Exchange-traded funds, or ETFs, are a basket of securities with shares that can be bought and sold on a stock exchange. As such ETFs allow funds to pay investors with the securities instead of cash in order to minimize taxable capital gains after unloading their profitable assets.
This process of exchanging these assets is commonly referred to in-kind trades and don’t typically involve cash.
Wyden has proposed to tax these transactions in order to stop institutions from using ETFs to avoid paying capital gains taxes. More specifically, Wyden is targeting the wealthiest investors who are using ETFs as a loophole. He claims that certain loopholes have allowed the rich to “pick and choose when, and whether, to pay tax” on their investments. The proposed plan does not apply to ETFs in tax-deferred retirement plans or retirement accounts. For example, those using 401(k) plans will not be affected by this change.
However, Wyden’s proposal has been met with some backlash from the ETF industry as this may hurt smaller investors by penalizing them with taxes.

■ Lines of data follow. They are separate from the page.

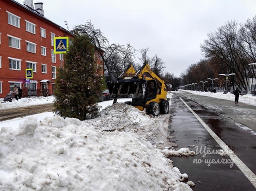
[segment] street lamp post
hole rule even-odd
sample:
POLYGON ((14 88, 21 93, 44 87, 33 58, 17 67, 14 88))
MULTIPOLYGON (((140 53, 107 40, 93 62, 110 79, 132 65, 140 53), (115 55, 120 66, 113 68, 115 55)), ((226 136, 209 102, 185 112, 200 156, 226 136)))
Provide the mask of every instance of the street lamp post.
POLYGON ((201 83, 203 83, 203 92, 204 92, 204 83, 208 83, 208 82, 207 81, 205 81, 205 82, 200 82, 201 83))
MULTIPOLYGON (((249 65, 249 66, 256 65, 256 63, 249 64, 248 65, 249 65)), ((252 66, 252 70, 253 70, 253 68, 252 66)), ((254 71, 253 71, 253 73, 254 74, 254 71)), ((252 75, 252 80, 251 80, 251 90, 250 90, 251 92, 252 92, 252 84, 253 84, 253 76, 252 75)), ((253 90, 255 90, 255 85, 254 85, 253 90)))
POLYGON ((192 84, 194 84, 194 90, 195 90, 195 85, 196 84, 197 84, 197 83, 193 83, 192 84))
POLYGON ((211 92, 212 93, 212 88, 213 88, 213 80, 219 80, 219 78, 214 78, 214 79, 212 79, 212 78, 207 78, 207 80, 211 80, 211 92))
POLYGON ((227 79, 228 79, 228 76, 231 76, 231 75, 235 75, 235 74, 232 73, 232 74, 219 74, 219 76, 226 76, 226 91, 227 94, 227 79))

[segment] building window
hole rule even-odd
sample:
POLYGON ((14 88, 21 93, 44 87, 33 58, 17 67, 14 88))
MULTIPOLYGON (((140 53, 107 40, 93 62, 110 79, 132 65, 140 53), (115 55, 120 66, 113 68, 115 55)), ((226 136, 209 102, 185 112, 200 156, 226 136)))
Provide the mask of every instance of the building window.
POLYGON ((34 72, 37 72, 37 62, 34 62, 30 61, 27 61, 27 68, 33 69, 34 72))
POLYGON ((51 32, 51 44, 53 46, 54 46, 54 37, 55 37, 55 34, 51 32))
POLYGON ((42 73, 43 74, 47 73, 47 70, 46 70, 47 67, 47 65, 42 64, 42 73))
POLYGON ((27 51, 36 53, 36 46, 37 44, 26 40, 27 42, 27 51))
POLYGON ((46 56, 46 47, 41 46, 41 54, 43 56, 46 56))
POLYGON ((21 18, 7 11, 7 12, 8 13, 8 24, 20 28, 21 18))
POLYGON ((41 36, 44 38, 46 38, 46 30, 43 28, 41 28, 41 36))
POLYGON ((54 54, 54 50, 51 50, 51 54, 52 54, 52 62, 53 63, 56 63, 56 56, 54 54))
POLYGON ((26 21, 26 30, 28 32, 33 33, 33 34, 36 34, 36 25, 30 22, 25 20, 26 21))
POLYGON ((55 79, 56 78, 56 67, 52 66, 52 78, 55 79))
POLYGON ((11 70, 21 70, 21 60, 9 58, 9 68, 11 70))
POLYGON ((11 82, 10 83, 10 91, 13 92, 14 89, 14 86, 17 86, 17 87, 21 87, 21 83, 20 82, 11 82))
POLYGON ((21 38, 10 35, 7 35, 9 40, 9 46, 15 48, 21 49, 21 38))

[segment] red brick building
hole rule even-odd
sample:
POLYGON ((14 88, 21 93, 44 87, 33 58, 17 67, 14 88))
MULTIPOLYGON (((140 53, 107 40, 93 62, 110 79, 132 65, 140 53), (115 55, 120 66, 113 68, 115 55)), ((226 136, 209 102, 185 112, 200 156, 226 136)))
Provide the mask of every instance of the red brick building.
POLYGON ((54 54, 54 38, 64 36, 72 34, 44 17, 43 3, 0 0, 0 98, 15 85, 23 90, 23 96, 29 86, 31 95, 43 96, 46 90, 53 94, 62 55, 54 54), (27 68, 33 70, 29 83, 27 68))

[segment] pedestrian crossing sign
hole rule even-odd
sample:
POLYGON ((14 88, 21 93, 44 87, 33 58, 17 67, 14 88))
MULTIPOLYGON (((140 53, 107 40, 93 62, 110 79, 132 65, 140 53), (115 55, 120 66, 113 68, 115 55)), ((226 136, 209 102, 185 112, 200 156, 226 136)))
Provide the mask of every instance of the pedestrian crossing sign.
POLYGON ((54 37, 54 54, 67 53, 68 51, 68 36, 54 37))
POLYGON ((32 68, 26 69, 26 78, 28 79, 33 78, 33 70, 32 68))

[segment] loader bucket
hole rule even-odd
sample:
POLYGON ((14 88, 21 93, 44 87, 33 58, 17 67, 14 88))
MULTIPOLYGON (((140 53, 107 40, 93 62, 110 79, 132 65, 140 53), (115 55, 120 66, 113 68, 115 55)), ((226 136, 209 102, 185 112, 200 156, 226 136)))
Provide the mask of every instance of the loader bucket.
POLYGON ((111 98, 144 98, 147 81, 132 78, 107 82, 111 98))

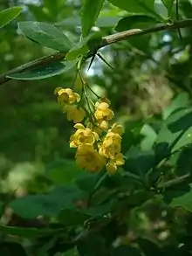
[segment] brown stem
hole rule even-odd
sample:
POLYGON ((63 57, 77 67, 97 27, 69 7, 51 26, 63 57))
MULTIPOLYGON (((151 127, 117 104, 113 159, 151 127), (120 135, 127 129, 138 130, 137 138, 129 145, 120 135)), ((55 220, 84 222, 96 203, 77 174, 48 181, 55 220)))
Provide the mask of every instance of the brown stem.
MULTIPOLYGON (((105 47, 106 45, 109 45, 111 44, 114 44, 114 43, 127 39, 134 36, 145 35, 145 34, 157 32, 161 31, 175 30, 175 29, 177 30, 180 28, 185 28, 189 26, 192 26, 192 18, 188 18, 184 20, 177 20, 177 21, 172 22, 171 24, 161 24, 153 27, 147 28, 147 29, 133 29, 133 30, 128 30, 122 32, 118 32, 113 35, 104 37, 100 44, 98 45, 97 50, 102 47, 105 47)), ((93 57, 93 52, 89 52, 86 58, 88 59, 93 57)), ((54 61, 62 60, 65 59, 65 53, 64 52, 57 52, 55 54, 35 59, 31 62, 24 64, 17 68, 14 68, 0 76, 0 85, 3 85, 3 83, 11 80, 10 78, 7 78, 7 76, 10 74, 22 73, 24 71, 27 71, 34 67, 42 66, 44 65, 47 65, 54 61)))

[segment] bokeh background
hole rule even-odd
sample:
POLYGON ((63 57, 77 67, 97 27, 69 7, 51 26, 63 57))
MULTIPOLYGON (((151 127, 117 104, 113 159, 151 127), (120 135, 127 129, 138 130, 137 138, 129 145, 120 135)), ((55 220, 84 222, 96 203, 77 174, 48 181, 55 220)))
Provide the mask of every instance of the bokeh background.
MULTIPOLYGON (((16 5, 23 7, 22 14, 0 31, 1 73, 53 52, 22 36, 17 30, 19 21, 54 24, 79 40, 80 1, 0 0, 0 10, 16 5)), ((112 34, 124 15, 124 11, 106 3, 93 30, 100 30, 104 36, 112 34)), ((180 1, 180 18, 191 15, 190 1, 180 1)), ((175 18, 175 10, 173 17, 175 18)), ((191 104, 191 28, 182 29, 181 34, 182 38, 178 31, 161 31, 105 47, 100 53, 114 71, 99 59, 89 72, 85 66, 84 75, 88 83, 99 95, 110 99, 117 120, 127 130, 135 123, 146 121, 141 138, 134 141, 144 149, 149 149, 155 139, 158 121, 165 119, 175 104, 191 104)), ((62 114, 53 92, 57 86, 72 86, 74 75, 68 73, 41 80, 11 80, 0 86, 1 193, 13 192, 18 188, 21 194, 44 191, 49 186, 49 180, 44 176, 46 165, 55 160, 73 161, 74 152, 68 144, 72 125, 62 114)), ((77 80, 74 86, 78 90, 80 86, 77 80)), ((127 132, 124 150, 128 149, 133 140, 127 132)), ((154 203, 155 211, 152 211, 161 218, 155 223, 153 215, 151 229, 149 218, 144 213, 134 217, 141 219, 140 228, 145 229, 147 225, 149 232, 165 227, 161 206, 158 211, 158 202, 154 203)), ((171 219, 172 215, 168 218, 171 219)), ((168 218, 167 215, 167 221, 168 218)), ((134 223, 136 228, 137 221, 134 223)), ((162 239, 166 239, 168 231, 161 235, 162 239)))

The Investment Company Institute expressed its disapproval with this proposal as it would negatively affect Main Street investors. According to Investment Company Institute President Eric Pan, this draft legislation will severely harm smaller traders that use ETFs and rely on in-kind trades frequently.
Wyden’s proposal is estimated to raise $200 billion over the next decade. The added taxes are said to help fund the $3.5 trillion budget package set by the Democratic congressional leaders.